Outre la destruction des bases institutionnelles, les conflits identitaires produisent souvent deux autres résultats essentiels : le découpage de l'espace géo humain en « zones d'influence diverses » ou morcellement du territoire (A) et l'éclipse des pouvoirs publics au profit des pouvoirs de fait (B).

A : Le morcellement du territoire

Sur le plan militaire, les principaux affrontements générés par les différentes sphères et phases conflictuelles aboutissent souvent à diviser le territoire selon plusieurs lignes de démarcation géopolitiques.

De façon générale les conflits identitaires ont entraîné la désintégration de certains Etats. Ainsi dans une telle situation les frontières de la souveraineté de l'Etat sont brouillées, son territoire morcelé en zones contrôlées par le gouvernement et la dissidence armée. Chaque zone disposant de ses propres droits et franchises et gérant de manière autonome ses intérêts diplomatiques, commerciaux, financiers et militaires .En Côte d'Ivoire le conflit a abouti à un partage du territoire. Les rebelles du MPCI contrôlaient un peu plus de la moitié du nord du pays (Bouaké, Korhogo, Katiola, Odienné et Ferkessédougou). Les rebelles de l'Ouest exerçaient un contrôle sur les régions frontalières avec la Guinée et le Libéria. Le gouvernement contrôlait quant à lui la partie côtière, c'est-à-dire Abidjan, Yamoussoukro, Dalao, Agboville, Gagnoa et San Pedro .La ligne de démarcation était contrôlée depuis la signature du cessez le feu du 17 Octobre 2002, à la fois par le gouvernement et les rebelles du MPCI, et par les forces françaises présentes sur le terrain. La ville de Bouaké (deuxième ville du pays avec plus de 560.000 habitants), est rapidement devenue un point avancé dans le dispositif de déstabilisation des institutions et des structures de l'Etat ivoirien.

Appelée capitale des populations d'ethnie Baoulé, Bouaké fut sous le contrôle des forces armées des forces nouvelles dès le déclenchement du conflit de 2002et ce, jusqu'en 2007.

Les rebelles du MPCI ont tenté de s'organiser et d'asseoir leur autorité sur le territoire dont ils étaient maîtres dans le Nord du pays. Ainsi, ils délivraient des laissez -passer portant l'entête et le cachet du MPCI. De plus, ils avaient établi des centres d'opération dans la plus part des localités q'ils contrôlaient : « sortes d'état- major » dans les villes occupées par les rebelles, ces centres étaient installés dans les casernes militaires, les brigades de gendarmerie ou encore dans les bureaux de préfecture.

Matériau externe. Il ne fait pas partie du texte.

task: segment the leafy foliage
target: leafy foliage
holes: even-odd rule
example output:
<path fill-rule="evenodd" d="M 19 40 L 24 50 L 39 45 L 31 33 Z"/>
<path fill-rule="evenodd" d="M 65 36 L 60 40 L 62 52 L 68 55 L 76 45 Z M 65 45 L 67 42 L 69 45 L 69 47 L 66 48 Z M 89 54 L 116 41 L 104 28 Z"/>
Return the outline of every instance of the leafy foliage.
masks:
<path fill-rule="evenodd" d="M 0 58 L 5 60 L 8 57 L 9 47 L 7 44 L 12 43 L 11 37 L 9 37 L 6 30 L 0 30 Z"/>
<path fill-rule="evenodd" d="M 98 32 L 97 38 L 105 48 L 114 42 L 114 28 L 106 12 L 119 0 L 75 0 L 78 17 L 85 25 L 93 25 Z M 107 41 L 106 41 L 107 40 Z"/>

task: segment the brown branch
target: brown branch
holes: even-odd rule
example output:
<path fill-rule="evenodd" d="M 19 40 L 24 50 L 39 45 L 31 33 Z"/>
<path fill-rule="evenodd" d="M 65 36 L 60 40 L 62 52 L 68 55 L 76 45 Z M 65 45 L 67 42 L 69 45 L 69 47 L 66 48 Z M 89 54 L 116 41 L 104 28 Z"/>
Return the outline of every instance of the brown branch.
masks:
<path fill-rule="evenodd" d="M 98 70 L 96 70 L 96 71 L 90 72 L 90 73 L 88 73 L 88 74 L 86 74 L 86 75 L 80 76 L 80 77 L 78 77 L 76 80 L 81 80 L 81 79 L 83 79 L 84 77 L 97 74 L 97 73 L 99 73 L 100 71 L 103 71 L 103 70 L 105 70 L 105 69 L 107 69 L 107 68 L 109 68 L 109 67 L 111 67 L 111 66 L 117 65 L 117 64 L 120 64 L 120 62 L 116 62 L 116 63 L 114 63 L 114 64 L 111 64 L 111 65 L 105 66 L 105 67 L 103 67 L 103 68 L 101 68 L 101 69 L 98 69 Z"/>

A ces nombreux fractionnements s'ajoute la mutation de la division administrative organique institutionnellement établie vers une redistribution géo humaine à base communautaire provoquée par le conflit. En effet, les structures de l'administration centrale de l'Etat et les collectivités locales qui recouvraient un espace géographique dont le tissu social était pluricommunautaire vont subir de profonds changements morphologiques. Les combats et affrontements fortement empreints de l'animosité ethnique entraînent des transferts de population dans le sens d'une homogénéisation communautaire.

La Somalie ne fait plus la une de l'actualité et pourtant ce pays connaît aujourd'hui des processus de déstructuration géopolitique parmi les plus acharnés qu'ait connu le XXè siècle. L'ancienne Somalie n'existe plus et a laissé la place à cinq ou six entités contrôlées par les factions rivales qui chacune bénéfice d'appui de pays de la région ainsi que l'aide des grandes puissances. En une vingtaine d'années, le monde somalien sera ainsi passé d'un pansomalisme armé et agressif à une parcellisation clanique tout aussi armée, offrant un exemple assez rare de la disparition d'un Etat en même temps que d'un chaos social profond alors même que l'ensemble des populations est d'une grande homogénéité ethnique. Il faut certainement trouver la raison dans le fait que la société somalienne, malgré les discours officiels, n'a jamais atteint le stade d'Etat-nation consolidé .De ce fait l'implosion sociale a entraîné une anarchie géopolitique dans une zone hautement stratégique.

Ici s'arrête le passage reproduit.